Other hyper-converged vendors have also announced hybrid offerings designed to help channel partners and their customers bridge on-premises and cloud environments. Last year, Scale Computing unveiled a hybrid cloud product that lets users move applications between their on-premises infrastructure and the Google Cloud Platform. Hyper-converged vendor Nutanix and Google inked a similar deal in 2017 as well.

Blue Prism: AI extension could help partners

Blue Prism's recent move to augment its robotic process automation platform with AI capabilities will open more opportunities for Blue Prism's channel partners.

The company last week said its newly released API integrations with AWS, Google, IBM and Microsoft will "enable AI at scale." The cloud integrations, according to Blue Prism, will permit joint customers to access natural language processing, translation and visual recognition tools embedded in public clouds. Those tools include Microsoft Azure's Text Analytics API, Google Cloud Platform's Cloud Vision API, IBM Watson's Language Translator API and AWS' Rekognition service.

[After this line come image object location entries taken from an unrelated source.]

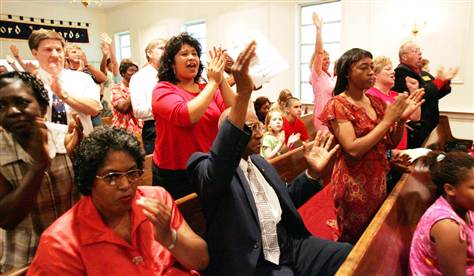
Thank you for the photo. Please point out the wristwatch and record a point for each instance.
(65, 96)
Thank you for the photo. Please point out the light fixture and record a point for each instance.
(86, 3)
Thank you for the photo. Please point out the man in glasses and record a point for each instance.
(252, 220)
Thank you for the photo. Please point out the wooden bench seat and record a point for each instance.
(384, 247)
(442, 136)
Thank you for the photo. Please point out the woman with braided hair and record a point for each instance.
(36, 175)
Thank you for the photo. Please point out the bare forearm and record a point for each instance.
(228, 95)
(103, 64)
(357, 147)
(17, 204)
(198, 106)
(86, 106)
(397, 133)
(98, 75)
(124, 106)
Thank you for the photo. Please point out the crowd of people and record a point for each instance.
(70, 200)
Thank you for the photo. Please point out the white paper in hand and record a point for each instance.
(267, 62)
(105, 38)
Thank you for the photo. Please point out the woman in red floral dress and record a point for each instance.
(365, 127)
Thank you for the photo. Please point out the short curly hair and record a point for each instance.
(125, 64)
(89, 156)
(36, 85)
(166, 70)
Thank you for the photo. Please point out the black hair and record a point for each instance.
(451, 167)
(343, 67)
(89, 156)
(166, 70)
(290, 101)
(124, 65)
(257, 104)
(36, 85)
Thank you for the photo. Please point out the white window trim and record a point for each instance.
(298, 44)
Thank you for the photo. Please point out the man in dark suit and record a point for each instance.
(253, 226)
(435, 89)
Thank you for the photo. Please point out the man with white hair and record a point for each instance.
(410, 66)
(141, 90)
(69, 91)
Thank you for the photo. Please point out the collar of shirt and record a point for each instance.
(94, 230)
(56, 135)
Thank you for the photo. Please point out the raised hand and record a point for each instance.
(394, 111)
(414, 101)
(294, 137)
(160, 216)
(74, 134)
(215, 67)
(14, 50)
(412, 84)
(442, 74)
(400, 161)
(317, 21)
(319, 153)
(240, 69)
(104, 47)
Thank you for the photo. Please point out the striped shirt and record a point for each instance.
(56, 195)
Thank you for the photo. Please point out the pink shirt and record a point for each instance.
(423, 258)
(389, 99)
(127, 121)
(80, 243)
(323, 86)
(176, 137)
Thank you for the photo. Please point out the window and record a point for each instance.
(122, 43)
(330, 12)
(197, 29)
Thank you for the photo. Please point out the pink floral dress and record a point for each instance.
(423, 259)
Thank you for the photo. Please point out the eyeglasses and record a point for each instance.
(112, 177)
(256, 126)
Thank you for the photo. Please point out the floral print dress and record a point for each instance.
(359, 184)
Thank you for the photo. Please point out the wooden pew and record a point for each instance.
(17, 272)
(442, 135)
(191, 208)
(384, 247)
(289, 164)
(147, 178)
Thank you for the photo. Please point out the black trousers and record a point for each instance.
(175, 182)
(149, 136)
(302, 256)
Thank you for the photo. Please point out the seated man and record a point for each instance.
(252, 221)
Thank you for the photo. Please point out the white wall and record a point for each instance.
(376, 25)
(47, 10)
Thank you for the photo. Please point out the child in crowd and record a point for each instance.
(292, 123)
(443, 240)
(273, 142)
(283, 97)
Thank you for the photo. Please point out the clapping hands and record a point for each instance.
(319, 153)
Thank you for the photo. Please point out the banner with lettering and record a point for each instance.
(12, 29)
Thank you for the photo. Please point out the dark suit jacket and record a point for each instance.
(233, 232)
(429, 110)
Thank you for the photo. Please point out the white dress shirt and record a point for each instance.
(76, 84)
(141, 90)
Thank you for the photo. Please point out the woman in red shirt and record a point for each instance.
(118, 227)
(186, 111)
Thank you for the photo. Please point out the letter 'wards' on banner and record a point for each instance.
(21, 29)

Colin Redbond, head of technology strategy and architecture at Blue Prism, said some of the company's partners have already built a few cloud AI integrations, noting that Blue Prism offers partners opportunities to explore additional, more complex integrations.

Other news

  • Verizon's Partner Program is set to launch several updates, including a new U.S. master agent model that aims to "provide extended support to a large number of subagents representing Verizon," the company said. Other updates include flexible channel engagement models, simplified and competitive fees for U.S. agents based on total billed revenue, and expansion of the global resale model, according to the company. Verizon last year integrated its partner program with XO Communications' channel initiative. Verizon acquired XO in February 2017.
  • Security vendor SonicWall launched a managed security service provider (MSSP) program for its SecureFirst channel program's Silver-, Gold- and Platinum-level partners. The MSSP program offers options for monthly billing through SonicWall's security-as-a-service pricing model, multi-tenant capabilities and go-to-market branding opportunities, SonicWall said. MSSP partners can also access training, tools and support for delivering SonicWall-based managed service offerings.
  • Silobreaker, a London-based provider of cloud-based security intelligence tools, debuted a global channel partner program for value-added resellers and service providers. The program features three tiers -- Registered, Enhanced and Premier-- as well as market development funds, support and training, and deal registration.
  • Syntel Inc., an integrated IT and knowledge process services provider, said it has been certified as a Google Cloud Services Partner.
  • Ubersmith, a subscription business management software vendor, unveiled a referral program open to the company's existing customers and partners. The program offers payments for 10% of the subscription fee for up to a period of three years, according to the company.
  • Trilio, a vendor of data protection and recovery solutions for OpenStack, has inked a distribution pact with The Empire Inc., an IT services provider based in Japan. The partnership lets The Empire deliver TrilioVault to OpenStack customers throughout Asia.
  • Green House Data, a managed IT infrastructure provider, unveiled a managed cloud services offering to support the hybrid cloud environments built on the Microsoft Azure platform.

Market Share is a news roundup published every Friday.